Differences in end-of-life care can be stark among nursing homes with different proportions of racial and ethnic minorities, according to a new study. The findings highlight a need for cultural competency training for facility staff, suggest researchers from the Columbia University School of Nursing, New York, NY. 

Investigators analyzed study data from four electronic databases from 2010 to May 2020. Quality of care was assessed using the Newcastle-Ottawa Scale. Among the findings:

  • Racial and ethnic minority residents were less likely to complete advance directives. 
  • Black residents were consistently less likely to use hospice before death. 
  • Hispanic and Black residents were more likely to experience an end-of-life hospitalization compared with non-Hispanic white residents. 
  • Racial/ethnic minority residents experienced worse pain and symptom management at the end of life.
  • No articles studied specifics of palliative care, such as spiritual care.

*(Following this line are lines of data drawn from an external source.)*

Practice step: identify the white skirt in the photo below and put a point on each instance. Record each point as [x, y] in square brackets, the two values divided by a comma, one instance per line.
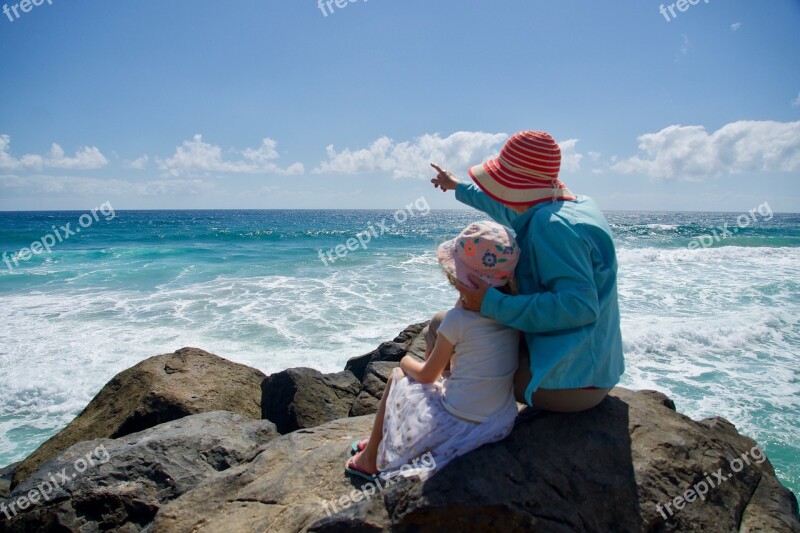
[420, 436]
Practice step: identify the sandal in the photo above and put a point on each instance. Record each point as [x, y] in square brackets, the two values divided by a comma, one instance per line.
[358, 446]
[351, 468]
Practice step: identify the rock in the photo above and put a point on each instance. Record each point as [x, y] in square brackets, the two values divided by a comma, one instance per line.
[283, 489]
[375, 378]
[5, 480]
[303, 397]
[613, 468]
[394, 350]
[157, 390]
[126, 480]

Few studies previously have delved into disparities in nursing home end-of-life care, including hospital transfers, place of death, hospice use, palliative care and advance care planning, reported Patricia W Stone, Ph.D., RN, FAAN, and colleagues.

To help reduce this imbalance in end-of-life experience, language services and cultural competency training for staff should be available in nursing homes with higher proportions of racial and/or ethnic minorities, Stone and colleagues concluded.

Full findings were published in the Journal of the American Medical Directors Association.